Given that the only place that seems to exec in a pod not belonging to ovn-kubernetes is here[2] and it seems that the intent is to get the interface index of the pod network interface, wouldn't it be possible to just go through the ovnkube-node container of the pod node to get that information in a container-image-agnostic way?

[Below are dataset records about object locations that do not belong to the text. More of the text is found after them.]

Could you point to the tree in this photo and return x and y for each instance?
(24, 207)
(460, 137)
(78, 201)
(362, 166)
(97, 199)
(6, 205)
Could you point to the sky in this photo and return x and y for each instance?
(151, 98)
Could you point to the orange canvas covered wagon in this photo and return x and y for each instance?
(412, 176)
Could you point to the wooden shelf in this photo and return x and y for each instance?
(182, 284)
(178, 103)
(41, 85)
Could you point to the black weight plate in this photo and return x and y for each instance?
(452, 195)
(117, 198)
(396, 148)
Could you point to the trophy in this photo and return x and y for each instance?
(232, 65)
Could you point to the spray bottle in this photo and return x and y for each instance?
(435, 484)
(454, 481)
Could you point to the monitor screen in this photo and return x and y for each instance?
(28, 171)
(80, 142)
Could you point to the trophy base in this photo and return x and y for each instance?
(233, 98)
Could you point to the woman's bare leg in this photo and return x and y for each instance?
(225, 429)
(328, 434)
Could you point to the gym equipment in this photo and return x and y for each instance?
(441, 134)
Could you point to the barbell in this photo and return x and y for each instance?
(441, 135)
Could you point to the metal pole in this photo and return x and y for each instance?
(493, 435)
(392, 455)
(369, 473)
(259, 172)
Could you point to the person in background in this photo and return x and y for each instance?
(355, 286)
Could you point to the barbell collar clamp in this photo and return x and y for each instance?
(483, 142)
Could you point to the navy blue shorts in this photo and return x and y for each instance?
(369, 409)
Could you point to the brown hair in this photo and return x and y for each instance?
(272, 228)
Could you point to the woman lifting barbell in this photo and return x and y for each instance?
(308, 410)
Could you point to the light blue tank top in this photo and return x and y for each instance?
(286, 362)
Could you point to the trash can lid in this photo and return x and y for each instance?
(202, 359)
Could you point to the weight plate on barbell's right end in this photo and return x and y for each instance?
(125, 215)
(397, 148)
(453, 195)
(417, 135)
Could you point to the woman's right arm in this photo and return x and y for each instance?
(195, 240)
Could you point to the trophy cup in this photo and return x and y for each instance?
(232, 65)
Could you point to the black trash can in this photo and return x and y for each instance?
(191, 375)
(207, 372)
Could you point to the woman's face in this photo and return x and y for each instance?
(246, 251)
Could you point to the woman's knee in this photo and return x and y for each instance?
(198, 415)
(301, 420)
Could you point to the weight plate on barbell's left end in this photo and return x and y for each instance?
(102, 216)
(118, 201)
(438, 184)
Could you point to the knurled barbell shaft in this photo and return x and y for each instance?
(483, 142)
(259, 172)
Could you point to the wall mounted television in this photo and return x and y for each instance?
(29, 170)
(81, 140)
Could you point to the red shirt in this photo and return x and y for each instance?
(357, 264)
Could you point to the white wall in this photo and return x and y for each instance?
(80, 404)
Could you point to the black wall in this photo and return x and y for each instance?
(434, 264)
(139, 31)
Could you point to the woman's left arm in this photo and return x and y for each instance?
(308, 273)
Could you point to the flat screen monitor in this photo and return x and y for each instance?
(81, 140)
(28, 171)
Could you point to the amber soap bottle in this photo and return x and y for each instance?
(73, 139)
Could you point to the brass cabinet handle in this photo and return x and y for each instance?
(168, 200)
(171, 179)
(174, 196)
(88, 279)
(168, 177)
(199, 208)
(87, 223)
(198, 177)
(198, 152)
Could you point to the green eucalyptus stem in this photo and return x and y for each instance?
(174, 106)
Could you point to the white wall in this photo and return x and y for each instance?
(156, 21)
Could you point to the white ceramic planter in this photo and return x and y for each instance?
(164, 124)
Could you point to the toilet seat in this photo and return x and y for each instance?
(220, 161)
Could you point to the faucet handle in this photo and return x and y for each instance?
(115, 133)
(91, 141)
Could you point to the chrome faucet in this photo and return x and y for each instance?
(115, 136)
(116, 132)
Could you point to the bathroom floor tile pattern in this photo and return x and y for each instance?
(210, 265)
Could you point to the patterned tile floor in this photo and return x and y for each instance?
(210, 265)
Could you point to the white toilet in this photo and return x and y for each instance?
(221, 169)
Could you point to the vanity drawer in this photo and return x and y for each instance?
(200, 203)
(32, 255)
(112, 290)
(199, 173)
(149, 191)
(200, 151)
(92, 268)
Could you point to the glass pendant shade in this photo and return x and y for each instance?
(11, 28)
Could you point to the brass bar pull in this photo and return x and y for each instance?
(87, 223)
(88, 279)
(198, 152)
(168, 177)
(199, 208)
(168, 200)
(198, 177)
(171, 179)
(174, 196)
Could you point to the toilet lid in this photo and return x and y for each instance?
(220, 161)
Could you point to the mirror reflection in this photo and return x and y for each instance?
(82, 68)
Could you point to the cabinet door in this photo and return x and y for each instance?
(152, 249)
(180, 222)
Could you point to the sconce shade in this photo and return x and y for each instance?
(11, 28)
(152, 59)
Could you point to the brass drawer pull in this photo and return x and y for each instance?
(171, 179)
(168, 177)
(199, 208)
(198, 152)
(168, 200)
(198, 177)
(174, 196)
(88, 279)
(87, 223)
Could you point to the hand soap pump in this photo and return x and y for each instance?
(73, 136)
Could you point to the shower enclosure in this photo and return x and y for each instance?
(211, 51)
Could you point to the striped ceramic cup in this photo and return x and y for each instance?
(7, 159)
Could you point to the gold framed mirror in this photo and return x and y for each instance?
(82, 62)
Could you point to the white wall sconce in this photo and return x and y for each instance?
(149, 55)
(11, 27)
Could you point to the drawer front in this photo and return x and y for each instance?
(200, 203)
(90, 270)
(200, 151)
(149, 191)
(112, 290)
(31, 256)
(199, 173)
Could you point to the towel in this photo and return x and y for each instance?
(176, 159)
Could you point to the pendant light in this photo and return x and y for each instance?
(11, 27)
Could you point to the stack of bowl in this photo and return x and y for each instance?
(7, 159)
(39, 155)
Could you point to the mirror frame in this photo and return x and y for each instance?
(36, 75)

[1] - https://github.com/openshift/ovn-kubernetes/blob/a74fcde51660abbc19916ce87b4928b5b8327295/go-controller/cmd/ovnkube-trace/ovnkube-trace.go#L101
[2] - https://github.com/openshift/ovn-kubernetes/blob/a74fcde51660abbc19916ce87b4928b5b8327295/go-controller/cmd/ovnkube-trace/ovnkube-trace.go#L272

Comment 1 Pablo Alonso Rodriguez 2022-03-22 17:30:38 UTC

For reference, a command like this seems to work to replace what the code in[2] does:

oc rsh -c ovnkube-node ovnkube-node-7dxzf bash -c 'ip -o link show "$(chroot /host crictl pods --state ready --namespace "^openshift-dns\$" --name "^dns-default-qk94t\$" -q | head -1 -c15)"' | sed -r -e 's/^.+if([0-9]+):.+$/\1/g'

Where:
- ovnkube-node-7dxzf is the ovnkube-node pod of the node (requiring bash here is not a problem because it is under our control)
- chroot /host : We chroot to the host to get access to crio
- crictl pods --state ready --namespace "^openshift-dns\$" --name "^dns-default-qk94t\$" -q : This gets the pod ID from crio
- head -1 -c15 - We get the first 15 characters of the crio pod id because they match the veth pair interface on the host network whose ifindex we want to retrieve.
- ip -o link show: We get a oneliner with the veth pair information with the other side of the pair on host network. Note that the name is displayed like ${FIRST_15_CHARACTERS_OF_POD_ID}@if${THE_INDEX_WE_WANT_IN_POD_NETWORK_NAMESPACE}
- sed -r -e 's/^.+if([0-9]+):.+$/\1/g' - This extracts the desired ifindex from the @ifXX on the name.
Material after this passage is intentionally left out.